Para o biógrafo, com aquela imposição de sua vontade, LeBron estava prestes a realizar o equivalente a uma declaração de independência em relação ao controle econômico dos donos dos times, dos filtros que os jornalistas das plataformas de mídia tradicionais impunham a ele e da dinâmica geral de poder que historicamente vinha mantendo os atletas — sobretudo os negros — em seu devido lugar.

Tudo isso só seria digerido depois. Não naquele momento. “Ele estava prestes a destruir o status quo. Transbordando confiança, LeBron curtiu o momento com os amigos. Reconhecia a dimensão de sua influência. Em sete temporadas atuando no Cleveland, fez coisas que nenhum outro jogador de basquete — nem mesmo Michael Jordan — havia feito”, escreve ele.

Existem várias biografias de LeBron, algumas escritas por ele em colaboração com jornalistas e escritores. Mas a de Benedict não só é bem descritiva como mostra a forma diferente de pensar do jogador, com capacidade de enxergar os cantos e as nuances além do normal dentro e fora da quadra.

Explica ainda que ele não queria apenas ser uma estrela, seu desejo estava em transcender o esporte.
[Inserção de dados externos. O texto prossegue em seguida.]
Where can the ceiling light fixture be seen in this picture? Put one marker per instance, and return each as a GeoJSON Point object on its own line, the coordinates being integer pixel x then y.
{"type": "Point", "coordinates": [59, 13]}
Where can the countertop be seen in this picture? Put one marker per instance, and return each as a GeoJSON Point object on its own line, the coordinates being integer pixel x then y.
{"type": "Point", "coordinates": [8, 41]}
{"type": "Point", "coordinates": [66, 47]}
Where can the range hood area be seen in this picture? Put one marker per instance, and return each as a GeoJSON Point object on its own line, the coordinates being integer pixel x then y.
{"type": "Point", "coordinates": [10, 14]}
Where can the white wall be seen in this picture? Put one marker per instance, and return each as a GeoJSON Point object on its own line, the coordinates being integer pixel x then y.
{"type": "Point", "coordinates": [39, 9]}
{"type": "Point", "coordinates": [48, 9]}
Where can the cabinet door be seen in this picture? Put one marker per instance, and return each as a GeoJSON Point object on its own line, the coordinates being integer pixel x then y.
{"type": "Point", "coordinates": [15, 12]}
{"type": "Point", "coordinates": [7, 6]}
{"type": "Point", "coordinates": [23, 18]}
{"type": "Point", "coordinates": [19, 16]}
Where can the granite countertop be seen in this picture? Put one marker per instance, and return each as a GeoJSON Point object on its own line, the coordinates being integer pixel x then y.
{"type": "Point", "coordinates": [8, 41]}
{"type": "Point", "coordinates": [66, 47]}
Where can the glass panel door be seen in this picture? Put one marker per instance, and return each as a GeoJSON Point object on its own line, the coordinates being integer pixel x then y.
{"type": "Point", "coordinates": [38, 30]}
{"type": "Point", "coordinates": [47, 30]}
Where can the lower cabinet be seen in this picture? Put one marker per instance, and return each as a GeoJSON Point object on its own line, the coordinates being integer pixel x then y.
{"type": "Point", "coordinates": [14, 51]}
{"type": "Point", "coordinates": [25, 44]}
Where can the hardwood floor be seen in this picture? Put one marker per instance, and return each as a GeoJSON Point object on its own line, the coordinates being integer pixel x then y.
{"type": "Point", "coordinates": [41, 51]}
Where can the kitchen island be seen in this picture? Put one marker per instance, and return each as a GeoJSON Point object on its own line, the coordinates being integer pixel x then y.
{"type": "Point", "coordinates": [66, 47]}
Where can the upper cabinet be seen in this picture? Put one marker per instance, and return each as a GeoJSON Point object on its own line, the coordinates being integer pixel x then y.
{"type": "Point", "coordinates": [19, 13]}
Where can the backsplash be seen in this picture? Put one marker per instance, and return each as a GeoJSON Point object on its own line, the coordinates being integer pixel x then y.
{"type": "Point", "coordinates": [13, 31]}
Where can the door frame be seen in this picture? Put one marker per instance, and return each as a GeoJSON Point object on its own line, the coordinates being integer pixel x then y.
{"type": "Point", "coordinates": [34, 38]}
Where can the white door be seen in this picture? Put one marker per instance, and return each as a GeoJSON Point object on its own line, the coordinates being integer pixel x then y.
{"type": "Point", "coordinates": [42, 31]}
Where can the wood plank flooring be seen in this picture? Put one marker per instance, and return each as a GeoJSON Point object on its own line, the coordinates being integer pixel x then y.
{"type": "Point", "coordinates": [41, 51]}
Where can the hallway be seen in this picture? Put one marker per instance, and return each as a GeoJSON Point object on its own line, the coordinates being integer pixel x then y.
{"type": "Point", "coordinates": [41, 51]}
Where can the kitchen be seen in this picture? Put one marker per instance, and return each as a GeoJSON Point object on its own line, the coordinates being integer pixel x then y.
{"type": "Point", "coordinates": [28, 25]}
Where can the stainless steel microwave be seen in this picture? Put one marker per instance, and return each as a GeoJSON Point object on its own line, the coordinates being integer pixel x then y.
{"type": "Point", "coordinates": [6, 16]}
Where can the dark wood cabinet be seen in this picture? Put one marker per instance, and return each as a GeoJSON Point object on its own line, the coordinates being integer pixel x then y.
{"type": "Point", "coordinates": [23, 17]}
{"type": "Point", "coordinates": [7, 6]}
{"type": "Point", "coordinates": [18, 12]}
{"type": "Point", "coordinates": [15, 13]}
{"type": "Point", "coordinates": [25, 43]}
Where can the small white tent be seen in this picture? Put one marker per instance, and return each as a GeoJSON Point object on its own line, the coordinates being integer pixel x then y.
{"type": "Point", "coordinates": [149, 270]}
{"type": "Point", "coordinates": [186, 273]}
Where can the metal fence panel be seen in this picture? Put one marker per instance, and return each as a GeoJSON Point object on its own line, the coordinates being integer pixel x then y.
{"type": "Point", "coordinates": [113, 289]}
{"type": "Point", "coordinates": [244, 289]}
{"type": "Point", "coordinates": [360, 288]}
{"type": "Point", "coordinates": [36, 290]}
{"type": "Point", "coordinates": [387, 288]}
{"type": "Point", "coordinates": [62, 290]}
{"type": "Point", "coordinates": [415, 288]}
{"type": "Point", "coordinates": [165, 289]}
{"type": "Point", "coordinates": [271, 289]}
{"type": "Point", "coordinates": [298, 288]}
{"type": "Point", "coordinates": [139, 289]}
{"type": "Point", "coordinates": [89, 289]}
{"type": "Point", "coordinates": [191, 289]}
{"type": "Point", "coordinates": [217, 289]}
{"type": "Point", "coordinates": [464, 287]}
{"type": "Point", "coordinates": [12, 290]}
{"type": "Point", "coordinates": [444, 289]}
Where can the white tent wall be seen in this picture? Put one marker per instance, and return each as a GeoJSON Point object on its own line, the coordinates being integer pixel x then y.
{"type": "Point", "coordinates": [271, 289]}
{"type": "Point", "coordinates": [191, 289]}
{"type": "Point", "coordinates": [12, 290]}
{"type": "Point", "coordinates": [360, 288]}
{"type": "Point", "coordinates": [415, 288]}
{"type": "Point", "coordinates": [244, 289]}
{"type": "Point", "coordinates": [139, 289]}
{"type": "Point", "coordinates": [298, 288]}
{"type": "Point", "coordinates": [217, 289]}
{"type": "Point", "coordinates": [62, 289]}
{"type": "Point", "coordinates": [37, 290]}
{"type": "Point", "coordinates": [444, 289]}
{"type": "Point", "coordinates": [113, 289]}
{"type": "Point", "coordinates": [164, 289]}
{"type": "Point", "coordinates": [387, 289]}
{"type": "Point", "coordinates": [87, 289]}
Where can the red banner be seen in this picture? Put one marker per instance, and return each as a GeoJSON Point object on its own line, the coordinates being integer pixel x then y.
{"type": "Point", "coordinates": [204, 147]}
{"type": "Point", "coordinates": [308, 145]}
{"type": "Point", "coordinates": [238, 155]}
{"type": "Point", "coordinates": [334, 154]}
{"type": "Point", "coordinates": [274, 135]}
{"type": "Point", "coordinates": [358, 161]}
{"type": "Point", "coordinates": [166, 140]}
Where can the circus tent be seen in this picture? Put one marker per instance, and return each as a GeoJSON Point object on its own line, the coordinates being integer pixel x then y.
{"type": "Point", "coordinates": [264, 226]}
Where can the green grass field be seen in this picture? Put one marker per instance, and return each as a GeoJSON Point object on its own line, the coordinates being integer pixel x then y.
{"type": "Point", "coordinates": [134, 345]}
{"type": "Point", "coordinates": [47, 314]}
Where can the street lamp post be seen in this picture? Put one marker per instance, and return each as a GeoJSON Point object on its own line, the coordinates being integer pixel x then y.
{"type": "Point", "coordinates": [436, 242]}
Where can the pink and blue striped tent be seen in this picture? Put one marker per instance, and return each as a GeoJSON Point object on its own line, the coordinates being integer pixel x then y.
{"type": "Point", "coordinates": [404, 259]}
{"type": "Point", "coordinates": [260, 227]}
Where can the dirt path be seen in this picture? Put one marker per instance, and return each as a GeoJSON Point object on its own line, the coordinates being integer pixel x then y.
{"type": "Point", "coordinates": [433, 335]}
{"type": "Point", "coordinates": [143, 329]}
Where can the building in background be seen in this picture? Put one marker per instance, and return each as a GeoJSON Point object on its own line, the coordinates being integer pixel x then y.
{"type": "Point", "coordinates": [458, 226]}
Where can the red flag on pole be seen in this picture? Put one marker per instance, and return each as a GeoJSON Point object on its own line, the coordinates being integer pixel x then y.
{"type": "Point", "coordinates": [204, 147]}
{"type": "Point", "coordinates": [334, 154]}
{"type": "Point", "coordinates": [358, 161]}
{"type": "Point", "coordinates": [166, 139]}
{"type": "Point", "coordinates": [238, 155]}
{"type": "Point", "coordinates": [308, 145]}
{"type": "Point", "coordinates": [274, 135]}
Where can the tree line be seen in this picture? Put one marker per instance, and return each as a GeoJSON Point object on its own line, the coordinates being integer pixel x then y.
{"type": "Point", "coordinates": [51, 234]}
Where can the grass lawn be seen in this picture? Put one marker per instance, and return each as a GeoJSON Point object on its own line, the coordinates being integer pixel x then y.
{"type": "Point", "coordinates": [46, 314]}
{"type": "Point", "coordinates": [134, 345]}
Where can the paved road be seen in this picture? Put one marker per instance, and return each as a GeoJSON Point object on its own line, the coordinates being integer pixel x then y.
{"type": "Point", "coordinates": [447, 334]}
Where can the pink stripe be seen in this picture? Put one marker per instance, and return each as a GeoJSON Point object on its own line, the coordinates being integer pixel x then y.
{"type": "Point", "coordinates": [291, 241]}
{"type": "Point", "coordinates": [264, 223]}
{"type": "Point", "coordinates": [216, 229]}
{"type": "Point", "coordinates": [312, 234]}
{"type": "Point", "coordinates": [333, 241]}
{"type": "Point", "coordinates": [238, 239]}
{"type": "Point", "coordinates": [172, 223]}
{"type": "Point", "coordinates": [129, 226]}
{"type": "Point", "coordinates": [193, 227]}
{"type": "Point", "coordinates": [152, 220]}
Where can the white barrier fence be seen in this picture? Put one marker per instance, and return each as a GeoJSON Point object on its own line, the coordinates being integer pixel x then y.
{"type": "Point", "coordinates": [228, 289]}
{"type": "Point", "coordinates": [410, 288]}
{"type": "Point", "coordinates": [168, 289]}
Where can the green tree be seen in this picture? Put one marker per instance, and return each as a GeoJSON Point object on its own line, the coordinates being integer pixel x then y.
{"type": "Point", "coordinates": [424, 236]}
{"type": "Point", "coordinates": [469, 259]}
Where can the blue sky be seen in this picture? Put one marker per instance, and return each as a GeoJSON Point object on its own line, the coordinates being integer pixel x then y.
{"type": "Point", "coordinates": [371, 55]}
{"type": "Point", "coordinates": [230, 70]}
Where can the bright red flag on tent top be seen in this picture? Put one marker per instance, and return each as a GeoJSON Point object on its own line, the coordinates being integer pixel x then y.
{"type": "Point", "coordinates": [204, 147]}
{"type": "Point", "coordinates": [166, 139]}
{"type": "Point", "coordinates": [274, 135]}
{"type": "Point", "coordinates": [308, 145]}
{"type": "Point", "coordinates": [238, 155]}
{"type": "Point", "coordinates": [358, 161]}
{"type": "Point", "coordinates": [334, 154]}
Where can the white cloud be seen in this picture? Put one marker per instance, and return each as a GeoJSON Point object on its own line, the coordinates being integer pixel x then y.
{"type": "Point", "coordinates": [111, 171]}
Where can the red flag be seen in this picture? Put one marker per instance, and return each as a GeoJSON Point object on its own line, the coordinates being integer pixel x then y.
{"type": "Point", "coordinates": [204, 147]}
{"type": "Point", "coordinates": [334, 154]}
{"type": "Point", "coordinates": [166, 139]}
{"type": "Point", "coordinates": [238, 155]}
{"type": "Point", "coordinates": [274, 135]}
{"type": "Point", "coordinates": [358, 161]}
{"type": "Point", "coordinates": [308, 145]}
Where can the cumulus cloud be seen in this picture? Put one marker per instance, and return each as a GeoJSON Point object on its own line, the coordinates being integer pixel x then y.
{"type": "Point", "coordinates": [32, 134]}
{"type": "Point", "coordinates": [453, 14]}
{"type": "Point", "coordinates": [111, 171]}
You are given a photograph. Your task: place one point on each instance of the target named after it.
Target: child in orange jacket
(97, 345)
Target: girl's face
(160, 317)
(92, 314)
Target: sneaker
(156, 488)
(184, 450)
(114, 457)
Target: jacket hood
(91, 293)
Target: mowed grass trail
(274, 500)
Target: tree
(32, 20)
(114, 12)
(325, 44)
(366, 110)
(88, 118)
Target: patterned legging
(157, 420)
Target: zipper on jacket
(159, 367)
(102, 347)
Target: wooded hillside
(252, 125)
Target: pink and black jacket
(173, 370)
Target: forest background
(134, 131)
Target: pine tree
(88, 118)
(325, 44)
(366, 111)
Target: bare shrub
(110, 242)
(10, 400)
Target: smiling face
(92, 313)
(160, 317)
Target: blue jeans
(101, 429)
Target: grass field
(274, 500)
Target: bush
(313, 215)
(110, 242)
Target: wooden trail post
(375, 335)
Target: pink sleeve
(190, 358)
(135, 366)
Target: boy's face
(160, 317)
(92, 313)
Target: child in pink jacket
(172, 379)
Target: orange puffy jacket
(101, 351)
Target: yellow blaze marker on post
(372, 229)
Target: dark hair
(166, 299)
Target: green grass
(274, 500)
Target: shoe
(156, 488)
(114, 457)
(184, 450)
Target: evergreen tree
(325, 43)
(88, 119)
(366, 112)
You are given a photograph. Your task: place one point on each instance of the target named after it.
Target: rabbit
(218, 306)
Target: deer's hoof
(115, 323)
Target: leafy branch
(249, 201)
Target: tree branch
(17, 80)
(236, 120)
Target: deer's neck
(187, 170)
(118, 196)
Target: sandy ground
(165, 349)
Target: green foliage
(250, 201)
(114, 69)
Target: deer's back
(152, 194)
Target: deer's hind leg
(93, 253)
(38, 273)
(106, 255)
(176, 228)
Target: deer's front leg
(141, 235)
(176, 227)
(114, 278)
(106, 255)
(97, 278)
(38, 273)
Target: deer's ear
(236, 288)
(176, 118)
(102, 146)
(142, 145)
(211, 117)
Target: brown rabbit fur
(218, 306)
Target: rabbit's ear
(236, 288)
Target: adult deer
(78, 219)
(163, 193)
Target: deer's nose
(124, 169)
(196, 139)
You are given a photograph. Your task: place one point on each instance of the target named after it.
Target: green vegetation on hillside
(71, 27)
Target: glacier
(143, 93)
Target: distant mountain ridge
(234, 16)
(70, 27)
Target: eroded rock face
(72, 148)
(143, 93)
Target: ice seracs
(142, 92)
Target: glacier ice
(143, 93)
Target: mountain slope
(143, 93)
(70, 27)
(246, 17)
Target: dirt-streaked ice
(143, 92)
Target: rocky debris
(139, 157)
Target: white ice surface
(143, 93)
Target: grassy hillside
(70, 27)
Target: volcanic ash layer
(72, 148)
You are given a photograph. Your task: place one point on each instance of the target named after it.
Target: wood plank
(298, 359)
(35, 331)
Como disse seu amigo e astro rapper Jay-Z em uma de suas músicas: “Não sou um empresário, sou um negócio, cara”.

Consagrado como “o Escolhido” na capa da revista Sports Illustrated no terceiro ano do ensino médio, quando tinha 17 anos de idade, LeBron assinou um contrato de 90 milhões de dólares com a Nike antes mesmo de se formar.

Aos dezoito anos, entrou na NBA, principal liga profissional de basquete americano, como um astro, tornando-se de imediato o mais jovem e mais rápido jogador na história da liga a alcançar as marcas de 10 mil pontos, 2500 rebotes, 2500 assistências, setecentos roubos de bola e trezentos tocos.

Naquele julho de 2010, ele estava a caminho de se tornar o pontuador, reboteiro e armador/criador de jogadas mais prolífico que o esporte jamais viu em um país onde o basquete é uma paixão nacional, assim como o futebol o é no Brasil.

“Seus ganhos anuais até ali, estimados em 50 milhões de dólares, entre salários no basquete e acordos de patrocínio, eram apenas uma parte de seu portfólio cada vez mais polpudo, cujo valor caminhava para atingir 1 bilhão de dólares na década seguinte”, narra o biógrafo.

Benedict conta que nunca na história dos esportes coletivos profissionais nos EUA houve um bilionário em atuação – Michael Jordan se tornou um só depois de aposentado, graças a grandes contratos de publicidade. LeBron James estava determinado a ser o primeiro.

“Na Nike, ele havia ofuscado Tiger Woods como o mais valioso embaixador da marca da fabricante de calçados. Quando Woods bateu o SUV na árvore no jardim do vizinho e viu sua reputação desmoronar em meio a um escândalo de adultério no outono anterior, carregado de sensacionalismo, as empresas abandonaram o golfista e gravitaram cada vez mais em torno de LeBron”.

E ele sabia acolher todas de braços abertos para ele como exímio empresário que se revelou. American Express, McDonald’s, Coca-Cola e Walmart viram com simpatia a devoção sincera dele à família e seu implacável comprometimento com suas raízes em Akron, onde nasceu.

Mas Benedict conta um outro exemplo um tanto polêmico de como juntar basquete com negócios pode ser algo questionável, quando valores, preceitos ou escrúpulos são deixados de lado.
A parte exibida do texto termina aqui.